Nos pasamos toda la mañana preguntándole a la gente si nos llevaba pa San Marcos, pero nadie podía. Las viejas eran las únicas que parecía que querían acompañarnos porque estaban que no cagaban con Isora, pero ellas no tenían coche ni sabían conducir y la verdad no nos iban a acompañar caminando por la carretera porque eran casi tres horas de camino y la vereda era muy estrecha, los coches pasaban muy pegado. Pensamos en ir solas. Isora cogió las cosas y las metió dentro de una maleta: la tualla, la crema, los bañadores y unos bocadillos de chorizo revilla y queso. Desde el mostrador Chela nos escuchó los escorrozos en la parte de abajo de la venta porque Isora estaba buscando los tenis viejos y vino corriendo pabajo. Pa dónde carajos van ustedes quisiera saber yo. Pa la playa, bitch, le dijo Isora. Y Chela se quitó la chola de levantar pa lanzársela a la cabeza gritando pa la playa te voy a mandar yo volando, cachopuuuta! Yo me pegué a una de las estanterías donde estaban colocados los jugos lybis llenos de polvo y telas de araña. Isora se escondió detrás de las neveras de los congelados corriendo y empezó a repetir por lo bajito foquin bitch, foquin bitch, ojalás te mueras. Cheee, que está aquí esperando el hombre los duuulces, muchaaacha!, gritó una voz de vieja desde la puerta de la venta. Chela salió escopetada parriba con la chola todavía en la mano. Iso, que ya se fue tu abuela parriba, sal pafuera, le dije despegando la espalda de la estantería. Lo volví a repetir y esperé, pero seguía sin salir de detrás de las neveras. Me senté encima de una caja plástica en una esquinita del cuarto y esperé de nuevo. En un momento me pareció que se había dejado dormir, o que se estaba estregando porque respiraba muy fuerte, pero no me atreví a mirar, me dio miedito no sé por qué. Una horita después salió arrastrándose de detrás de las neveras, arrastrándose como una lagarta envenenada, y me dijo shit, acompáñame al baño, que me estoy cagando viva. Y le vi los ojos enchopados, los ojos enchopados de haber estado llorando.

Comimos en cas abuela. Comimos coditos fritos, papas guisadas y mojo rojo. El mojo de abuela era aguachento, porque le echaba agua del aljibe. Cuando ella era pequeña había escasez de aceite y ya de manía lo seguía haciendo. También comimos gofio amasado.
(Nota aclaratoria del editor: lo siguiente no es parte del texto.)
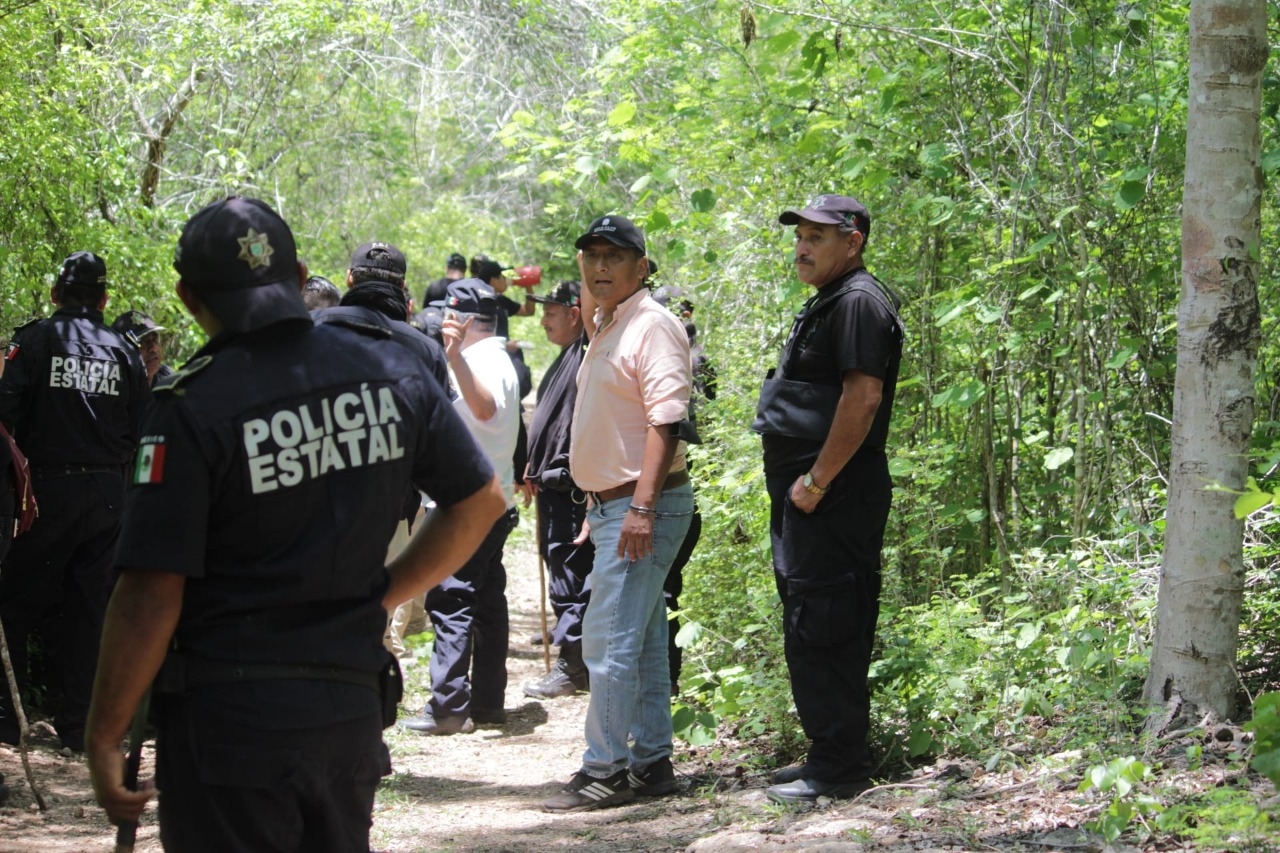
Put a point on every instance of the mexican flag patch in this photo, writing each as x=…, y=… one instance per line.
x=150, y=466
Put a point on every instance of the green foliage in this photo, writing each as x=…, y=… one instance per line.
x=974, y=670
x=1221, y=819
x=1266, y=735
x=1125, y=780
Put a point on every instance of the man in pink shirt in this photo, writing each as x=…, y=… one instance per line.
x=632, y=395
Abuela lo ponía dentro de un plato hondo y nosotras lo íbamos cogiendo y haciendo pelotas y lo pasábamos por el mojo aguado. Nos dejaba comerlo todo con las manos, decía que con las manos era más sabroso. Chela, cuando nos veía hacerlo, nos gritaba que éramos unas cochinas, que cómo mi abuela nos dejaba hacer esa jediondada. Y yo notaba cómo decía «tu abuela» con resentimiento. Ella sabía que abuela nos trataba a la papita suave. Cuando terminamos de comer, Isora dijo que se le había ocurrido que podíamos hacer que el canal era la playa San Marcos.
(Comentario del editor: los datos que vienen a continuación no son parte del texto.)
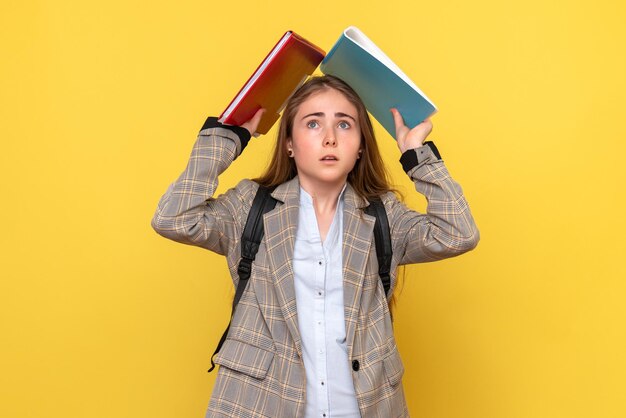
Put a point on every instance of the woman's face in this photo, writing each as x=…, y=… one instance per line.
x=326, y=139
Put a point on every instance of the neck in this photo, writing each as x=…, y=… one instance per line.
x=324, y=195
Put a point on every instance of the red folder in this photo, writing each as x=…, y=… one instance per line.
x=284, y=69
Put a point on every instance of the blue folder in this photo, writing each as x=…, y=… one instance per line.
x=379, y=86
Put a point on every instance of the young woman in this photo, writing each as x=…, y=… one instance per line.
x=312, y=334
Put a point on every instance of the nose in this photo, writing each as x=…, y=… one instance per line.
x=329, y=140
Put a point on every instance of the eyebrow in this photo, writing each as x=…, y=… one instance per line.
x=322, y=114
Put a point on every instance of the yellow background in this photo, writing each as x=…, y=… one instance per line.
x=100, y=105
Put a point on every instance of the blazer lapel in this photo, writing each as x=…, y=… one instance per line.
x=358, y=228
x=280, y=231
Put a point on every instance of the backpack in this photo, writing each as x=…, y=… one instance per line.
x=253, y=234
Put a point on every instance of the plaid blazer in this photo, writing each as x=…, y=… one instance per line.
x=261, y=370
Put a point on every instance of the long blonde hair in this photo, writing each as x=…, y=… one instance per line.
x=369, y=178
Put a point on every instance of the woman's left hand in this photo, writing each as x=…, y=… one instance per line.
x=410, y=138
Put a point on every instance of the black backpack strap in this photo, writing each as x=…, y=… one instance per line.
x=382, y=238
x=250, y=240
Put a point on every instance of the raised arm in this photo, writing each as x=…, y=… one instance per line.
x=187, y=212
x=448, y=228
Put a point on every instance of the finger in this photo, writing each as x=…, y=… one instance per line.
x=397, y=118
x=253, y=123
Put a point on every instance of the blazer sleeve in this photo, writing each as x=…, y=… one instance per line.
x=188, y=212
x=448, y=228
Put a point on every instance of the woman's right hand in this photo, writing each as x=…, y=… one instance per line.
x=253, y=123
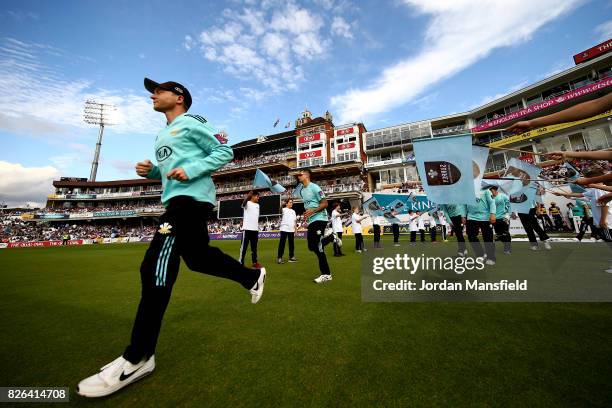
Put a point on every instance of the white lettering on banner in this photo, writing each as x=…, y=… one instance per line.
x=341, y=132
x=308, y=155
x=311, y=138
x=585, y=90
x=346, y=146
Al salir de a cas abuela, cogimos unos sombreros de ir a la güerta de tío Ovidio y nos fuimos a buscar a Juanita Banana para que fuese con nosotras a la playa inventada del canal a hacer machangadas. Juanita Banana era un niño que vivía al lado de mi casa y lloraba si lo llamaban por el nombrete. Isora gritó su nombre y Juanita Banana salió por el balcón con un bocadillo de lomo y huevo en la mano. Juanito, ven con nosotras que vamos a hacer que el canal es una playa y que criticamos la celulitis de las mujeres. No puedo, respondió, mi madre me mandó a arrancar la yerba. Juanita muy pocas veces podía ir a jugar porque tenía que arrancar la yerba o echar de comer a los animales o podar la viña o baldear los patios o lavar los coches o la minimoto del hermano. Su padre quería que trabajase. A Juanita no le gustaba estudiar y el padre le decía que lo iba a mandar a los tomates como no estudiase y yo a veces sospechaba que aquello no era solo una amenaza y que de verdad el padre quería que se fuese ya pa los tomates desde chiquitito. Me lo imaginaba ya de viejo, con la cabeza calva por el centro, con la cabeza como una güerta quemada. Y con la barba, la barba con algunos pelos blancos. Él mayor con los tomates en las manos y los otros hombres llamándolo Juanita Banana esto, Juanita Banana lo otro, y a él triste, triste y acordándose de cuando era chico y jugaba con nosotras a las barbis y a los ken y nos decía con la barbi: holachicassoychaxiraxiysoymuyguapa.